Sex Love and You (chapter one Response)
By: regina • Essay • 702 Words • December 8, 2009 • 1,019 Views
Essay title: Sex Love and You (chapter one Response)
After reading Part 1 of Sex, Love, and You by Tom and Judy Lickona, I was pleasantly surprised. Most literature given to teenagers and young adults on the subject of abstinence is rather dry, outdated, and often reads more like a lecturing parent than a helpful guide to making good sexual decisions. How helpful can any book be if it's not read? Sex, Love, and You gives real world reasons why sex isn't a good choice before marriage.
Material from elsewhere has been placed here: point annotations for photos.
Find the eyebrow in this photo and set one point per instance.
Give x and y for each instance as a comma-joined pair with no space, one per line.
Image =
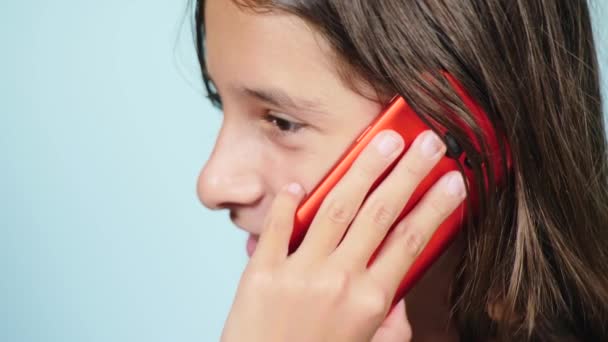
279,98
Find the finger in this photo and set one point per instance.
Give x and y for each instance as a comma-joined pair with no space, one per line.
396,327
273,243
342,203
411,235
384,205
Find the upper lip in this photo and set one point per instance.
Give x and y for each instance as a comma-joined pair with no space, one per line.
233,218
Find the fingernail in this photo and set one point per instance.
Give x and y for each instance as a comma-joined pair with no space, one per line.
431,145
294,188
387,143
455,185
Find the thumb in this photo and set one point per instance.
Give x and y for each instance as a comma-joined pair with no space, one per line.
395,327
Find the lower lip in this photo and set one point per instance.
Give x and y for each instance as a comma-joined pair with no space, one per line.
251,243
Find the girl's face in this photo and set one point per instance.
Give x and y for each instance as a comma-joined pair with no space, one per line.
288,116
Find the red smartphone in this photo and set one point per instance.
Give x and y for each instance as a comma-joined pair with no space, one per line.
399,116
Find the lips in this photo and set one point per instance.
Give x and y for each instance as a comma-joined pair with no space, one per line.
252,242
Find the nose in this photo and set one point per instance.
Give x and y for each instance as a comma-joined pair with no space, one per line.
231,176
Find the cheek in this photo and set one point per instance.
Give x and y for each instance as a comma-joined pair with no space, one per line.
310,166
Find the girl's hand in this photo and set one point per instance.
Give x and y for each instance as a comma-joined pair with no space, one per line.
324,291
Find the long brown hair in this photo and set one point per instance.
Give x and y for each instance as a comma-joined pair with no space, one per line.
536,260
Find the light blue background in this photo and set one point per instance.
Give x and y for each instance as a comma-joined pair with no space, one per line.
103,130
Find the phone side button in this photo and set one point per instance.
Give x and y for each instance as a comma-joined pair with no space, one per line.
363,133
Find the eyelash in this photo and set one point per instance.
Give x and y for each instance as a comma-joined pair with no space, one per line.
282,126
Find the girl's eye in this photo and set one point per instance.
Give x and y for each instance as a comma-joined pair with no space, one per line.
283,126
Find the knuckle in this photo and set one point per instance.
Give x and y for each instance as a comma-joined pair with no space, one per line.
382,213
437,207
367,167
339,211
412,242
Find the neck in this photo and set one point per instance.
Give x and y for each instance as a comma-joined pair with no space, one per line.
427,303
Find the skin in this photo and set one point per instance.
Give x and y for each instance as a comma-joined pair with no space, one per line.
263,146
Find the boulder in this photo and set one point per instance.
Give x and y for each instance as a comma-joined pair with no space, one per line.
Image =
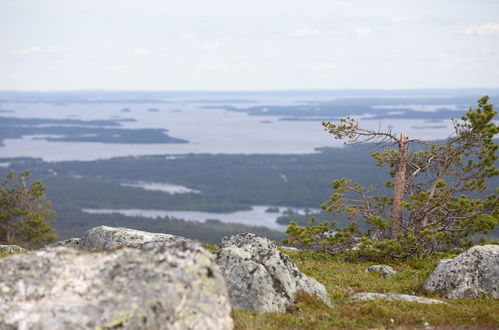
472,274
174,285
11,249
363,296
106,238
70,242
261,278
383,270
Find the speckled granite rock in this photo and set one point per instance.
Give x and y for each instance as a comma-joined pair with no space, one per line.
261,278
472,274
168,286
11,248
70,242
393,296
384,270
106,238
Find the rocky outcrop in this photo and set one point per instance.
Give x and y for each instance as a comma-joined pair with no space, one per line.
172,285
383,270
363,296
11,249
472,274
70,242
261,278
106,238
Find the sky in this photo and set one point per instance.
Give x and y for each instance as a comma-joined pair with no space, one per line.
248,45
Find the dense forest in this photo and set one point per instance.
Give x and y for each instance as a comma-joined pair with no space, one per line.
227,183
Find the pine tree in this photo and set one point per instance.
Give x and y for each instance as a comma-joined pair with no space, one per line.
26,217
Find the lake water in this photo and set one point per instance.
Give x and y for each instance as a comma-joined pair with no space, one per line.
208,130
161,186
255,217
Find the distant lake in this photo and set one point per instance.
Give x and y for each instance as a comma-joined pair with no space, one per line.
255,217
207,130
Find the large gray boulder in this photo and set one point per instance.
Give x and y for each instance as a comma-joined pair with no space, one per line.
261,278
168,286
70,242
106,238
472,274
363,296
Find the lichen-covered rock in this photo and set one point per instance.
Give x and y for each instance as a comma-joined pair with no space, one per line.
173,285
106,238
393,296
11,249
261,278
383,270
70,242
472,274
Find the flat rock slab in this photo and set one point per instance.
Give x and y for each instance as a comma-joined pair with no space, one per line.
11,248
171,286
70,242
261,278
384,270
393,296
472,274
107,238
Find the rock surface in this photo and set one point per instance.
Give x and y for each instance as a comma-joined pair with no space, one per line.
261,278
393,296
11,248
173,285
70,242
106,238
472,274
384,270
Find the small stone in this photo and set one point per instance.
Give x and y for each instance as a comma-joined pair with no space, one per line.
472,274
384,270
11,248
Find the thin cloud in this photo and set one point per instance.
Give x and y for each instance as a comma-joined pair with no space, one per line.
211,45
141,51
117,67
486,29
37,50
212,66
319,65
307,32
405,18
362,31
188,36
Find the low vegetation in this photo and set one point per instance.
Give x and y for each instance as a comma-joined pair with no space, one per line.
344,278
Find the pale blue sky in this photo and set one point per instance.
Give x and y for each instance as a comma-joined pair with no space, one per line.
248,45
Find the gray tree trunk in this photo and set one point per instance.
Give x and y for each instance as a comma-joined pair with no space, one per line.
399,186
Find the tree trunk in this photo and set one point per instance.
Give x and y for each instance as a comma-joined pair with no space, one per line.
10,237
399,186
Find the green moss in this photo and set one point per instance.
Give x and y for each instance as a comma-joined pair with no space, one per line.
344,278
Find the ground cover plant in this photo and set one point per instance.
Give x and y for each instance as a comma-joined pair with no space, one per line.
343,278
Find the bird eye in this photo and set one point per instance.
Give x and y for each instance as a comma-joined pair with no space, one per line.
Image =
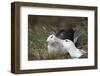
51,36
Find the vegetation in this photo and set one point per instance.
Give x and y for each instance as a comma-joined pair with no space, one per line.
40,27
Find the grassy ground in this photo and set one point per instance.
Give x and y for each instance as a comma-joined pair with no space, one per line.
40,27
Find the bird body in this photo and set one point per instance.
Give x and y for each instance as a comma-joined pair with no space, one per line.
72,50
58,42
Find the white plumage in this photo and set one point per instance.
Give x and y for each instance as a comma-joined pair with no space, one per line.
55,44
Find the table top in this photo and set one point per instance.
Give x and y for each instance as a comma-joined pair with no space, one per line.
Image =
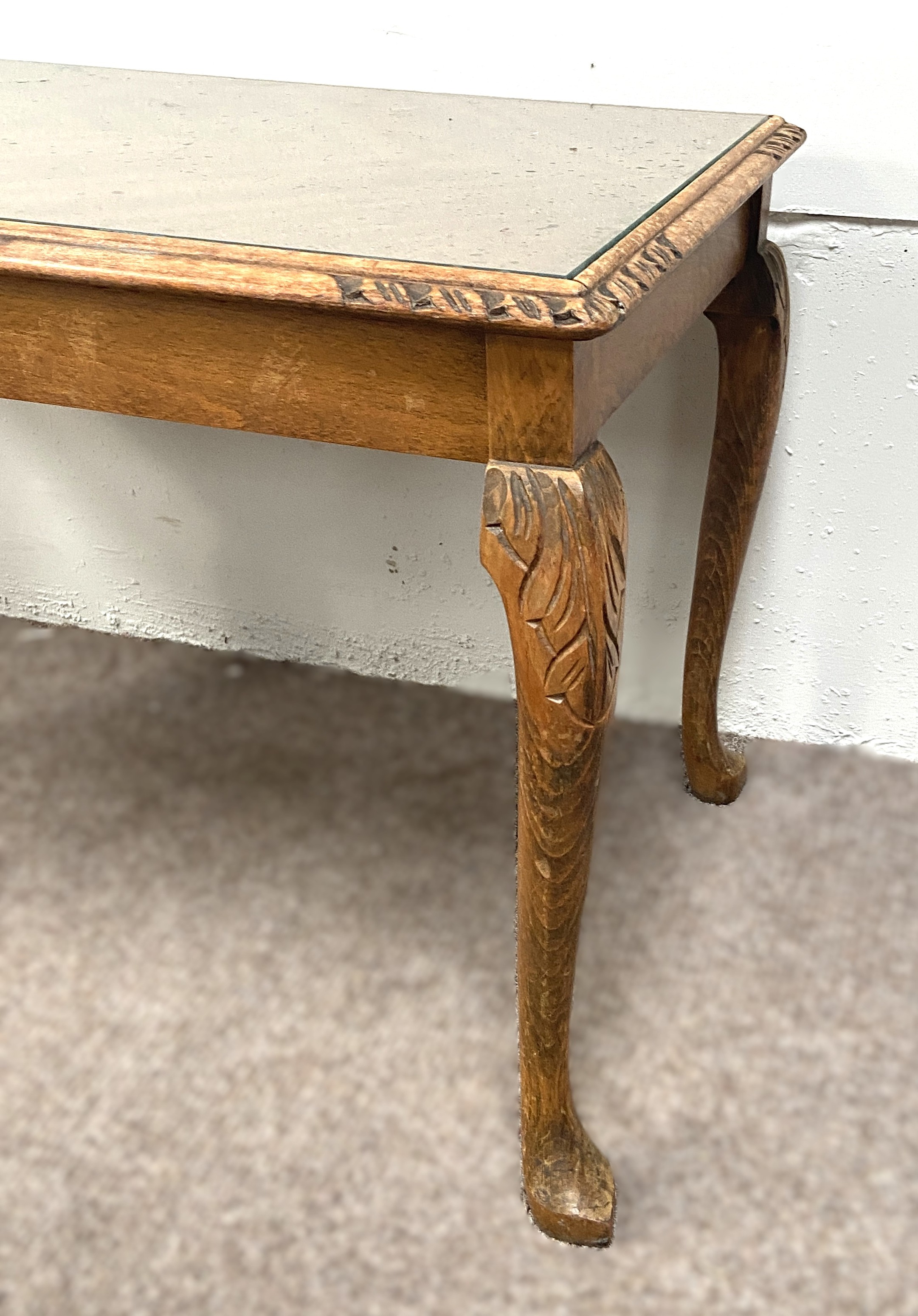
538,187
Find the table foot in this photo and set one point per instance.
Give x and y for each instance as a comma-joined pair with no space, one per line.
752,321
554,540
570,1189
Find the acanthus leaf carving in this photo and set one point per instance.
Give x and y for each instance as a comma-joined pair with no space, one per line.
555,540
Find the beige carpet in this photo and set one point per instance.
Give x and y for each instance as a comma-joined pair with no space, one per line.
257,1007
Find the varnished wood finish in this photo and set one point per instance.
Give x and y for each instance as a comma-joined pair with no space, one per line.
583,307
246,365
752,323
609,369
548,398
555,541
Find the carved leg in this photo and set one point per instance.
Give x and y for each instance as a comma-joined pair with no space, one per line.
752,321
554,540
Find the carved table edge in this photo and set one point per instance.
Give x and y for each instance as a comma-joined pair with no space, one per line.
583,307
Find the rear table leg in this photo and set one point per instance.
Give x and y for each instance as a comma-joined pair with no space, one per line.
752,321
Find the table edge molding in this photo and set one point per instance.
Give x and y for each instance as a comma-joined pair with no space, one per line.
584,307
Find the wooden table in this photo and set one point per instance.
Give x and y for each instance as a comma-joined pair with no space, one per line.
462,277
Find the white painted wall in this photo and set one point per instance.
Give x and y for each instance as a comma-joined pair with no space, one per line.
370,560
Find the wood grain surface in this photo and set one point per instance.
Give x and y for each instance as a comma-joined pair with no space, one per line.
246,365
752,323
580,307
548,398
555,541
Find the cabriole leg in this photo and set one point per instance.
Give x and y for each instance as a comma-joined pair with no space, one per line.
554,541
752,323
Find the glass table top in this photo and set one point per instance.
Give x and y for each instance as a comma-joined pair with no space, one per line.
540,187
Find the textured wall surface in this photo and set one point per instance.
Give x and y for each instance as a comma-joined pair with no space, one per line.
370,560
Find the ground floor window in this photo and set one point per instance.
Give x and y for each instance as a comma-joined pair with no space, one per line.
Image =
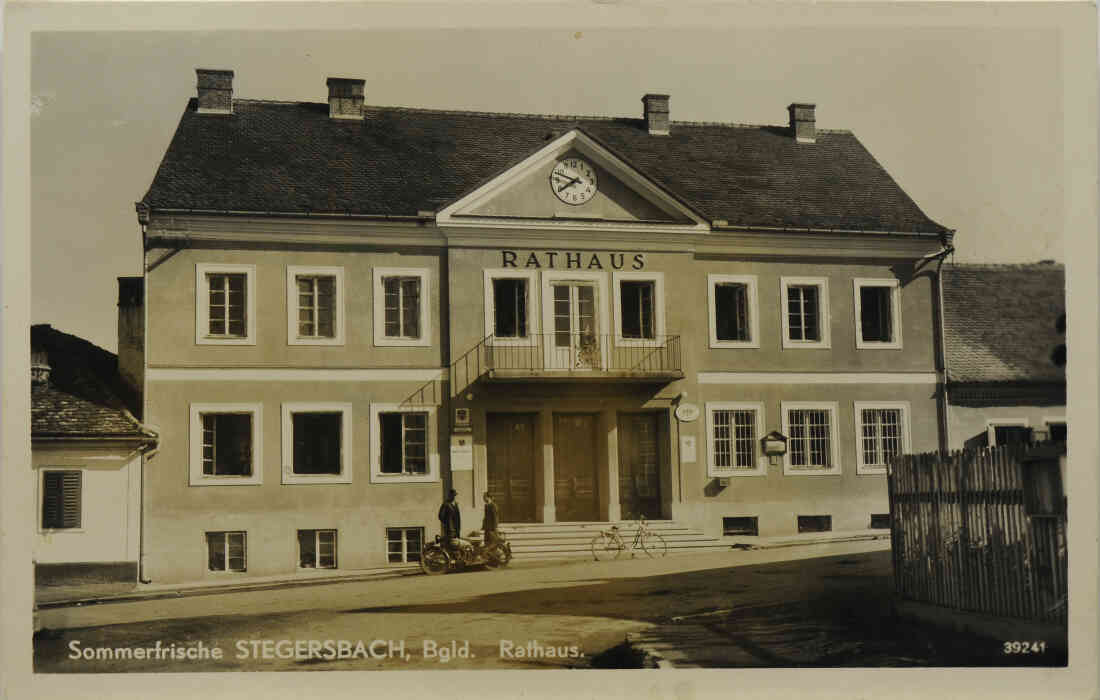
404,443
815,523
61,499
317,548
744,525
404,544
226,550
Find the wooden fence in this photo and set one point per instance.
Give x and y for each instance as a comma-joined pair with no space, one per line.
961,536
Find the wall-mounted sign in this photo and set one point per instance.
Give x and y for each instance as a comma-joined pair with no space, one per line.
462,452
688,448
686,413
570,260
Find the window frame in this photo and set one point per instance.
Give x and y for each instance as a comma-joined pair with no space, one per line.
824,319
785,407
713,281
404,529
858,407
293,272
894,286
380,307
202,336
761,460
226,533
377,476
42,500
345,441
658,280
196,477
532,306
992,424
317,548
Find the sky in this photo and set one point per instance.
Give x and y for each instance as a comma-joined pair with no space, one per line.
968,120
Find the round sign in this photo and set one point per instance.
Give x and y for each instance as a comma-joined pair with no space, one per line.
686,413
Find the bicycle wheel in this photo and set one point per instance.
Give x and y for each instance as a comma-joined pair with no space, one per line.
605,546
653,545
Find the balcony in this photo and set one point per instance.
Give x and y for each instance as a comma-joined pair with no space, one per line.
565,357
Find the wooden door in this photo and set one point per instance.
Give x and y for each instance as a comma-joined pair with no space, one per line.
576,488
639,465
510,452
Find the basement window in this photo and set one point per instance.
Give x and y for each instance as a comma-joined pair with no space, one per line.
815,523
740,526
880,521
62,499
226,550
404,544
317,548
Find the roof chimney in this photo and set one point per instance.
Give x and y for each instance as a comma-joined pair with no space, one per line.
216,91
657,113
345,98
803,126
40,368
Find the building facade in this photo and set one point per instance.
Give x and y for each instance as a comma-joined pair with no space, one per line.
351,309
1004,340
86,451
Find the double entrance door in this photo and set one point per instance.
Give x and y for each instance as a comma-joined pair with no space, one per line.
512,448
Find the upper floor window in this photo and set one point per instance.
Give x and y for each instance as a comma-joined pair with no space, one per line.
733,310
508,306
805,312
638,307
315,306
400,306
878,314
883,434
62,499
317,443
224,302
811,438
403,444
224,444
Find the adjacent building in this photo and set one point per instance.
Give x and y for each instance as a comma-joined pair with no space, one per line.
349,309
1004,340
86,450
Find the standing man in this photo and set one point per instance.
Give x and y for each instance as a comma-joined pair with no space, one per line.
491,521
450,520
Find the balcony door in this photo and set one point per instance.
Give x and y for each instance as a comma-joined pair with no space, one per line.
575,343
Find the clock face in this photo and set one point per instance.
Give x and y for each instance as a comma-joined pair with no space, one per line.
573,181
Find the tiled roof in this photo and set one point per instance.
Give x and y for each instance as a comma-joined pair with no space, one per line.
293,157
1001,323
84,396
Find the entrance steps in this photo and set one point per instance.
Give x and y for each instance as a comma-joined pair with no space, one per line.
568,540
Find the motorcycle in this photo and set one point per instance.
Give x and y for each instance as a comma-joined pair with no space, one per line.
470,551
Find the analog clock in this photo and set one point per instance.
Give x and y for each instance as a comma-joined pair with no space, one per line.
573,181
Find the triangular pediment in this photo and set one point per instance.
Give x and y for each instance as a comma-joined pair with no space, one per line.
571,181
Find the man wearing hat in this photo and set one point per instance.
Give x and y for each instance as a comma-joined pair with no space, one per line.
450,520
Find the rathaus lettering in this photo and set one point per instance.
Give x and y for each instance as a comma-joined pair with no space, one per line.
573,261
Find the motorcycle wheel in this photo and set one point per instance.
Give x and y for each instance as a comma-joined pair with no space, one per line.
433,561
497,557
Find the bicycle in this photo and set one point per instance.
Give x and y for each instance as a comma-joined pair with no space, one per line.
608,544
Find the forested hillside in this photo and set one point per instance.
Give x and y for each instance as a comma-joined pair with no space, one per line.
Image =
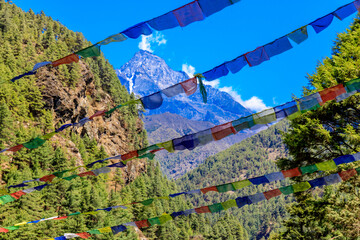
36,105
252,157
324,134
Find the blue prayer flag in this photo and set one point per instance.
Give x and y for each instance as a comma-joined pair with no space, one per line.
345,11
332,179
177,194
299,35
118,229
216,72
119,165
152,101
176,214
185,142
210,7
63,127
256,57
317,182
188,14
257,198
285,110
242,201
23,75
344,159
274,176
60,238
237,64
163,22
322,23
38,188
259,180
278,46
137,30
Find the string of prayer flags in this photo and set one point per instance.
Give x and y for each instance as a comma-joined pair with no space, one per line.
232,186
288,110
222,206
197,11
181,16
280,45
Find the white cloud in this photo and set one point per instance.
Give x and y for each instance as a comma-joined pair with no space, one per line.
147,41
254,103
188,69
215,83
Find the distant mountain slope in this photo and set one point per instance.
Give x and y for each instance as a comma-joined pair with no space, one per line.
147,73
167,126
252,157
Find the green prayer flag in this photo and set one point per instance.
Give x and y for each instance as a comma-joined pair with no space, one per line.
264,117
154,221
312,108
241,184
73,214
35,143
95,231
308,169
12,228
353,85
145,150
164,218
229,204
300,187
6,199
225,187
92,51
147,202
217,207
326,166
287,190
167,145
60,173
71,177
48,136
150,156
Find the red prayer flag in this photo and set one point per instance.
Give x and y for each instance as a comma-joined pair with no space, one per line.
47,178
204,209
16,148
142,224
89,173
17,194
84,235
98,114
209,189
224,130
346,175
272,193
331,93
66,60
189,86
291,173
129,155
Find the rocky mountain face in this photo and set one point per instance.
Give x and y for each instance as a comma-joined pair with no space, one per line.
147,73
70,104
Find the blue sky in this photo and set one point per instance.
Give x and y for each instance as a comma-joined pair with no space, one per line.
203,45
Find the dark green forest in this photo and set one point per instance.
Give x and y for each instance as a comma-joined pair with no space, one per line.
28,38
36,105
Overall, I agree with the message given in the first installment of this book. The second chapter was the most informative. It listed thirteen reasons why people my age (junior high kids to college age young adults) are choosing to be "sexually intimate". These reasons are: sexual attraction, societal and media pressure, peer pressure, pressure from a partner, the desire to be "normal", parental example and permissiveness, the wrong kind of sex education, mistaken beliefs, boredom, drinking and drugs, low self esteem, lonliness. and no good reason to say no. I feel the most realistic reasons were societal and media pressure, pressure from a partner, mistaken beliefs, and low self esteem.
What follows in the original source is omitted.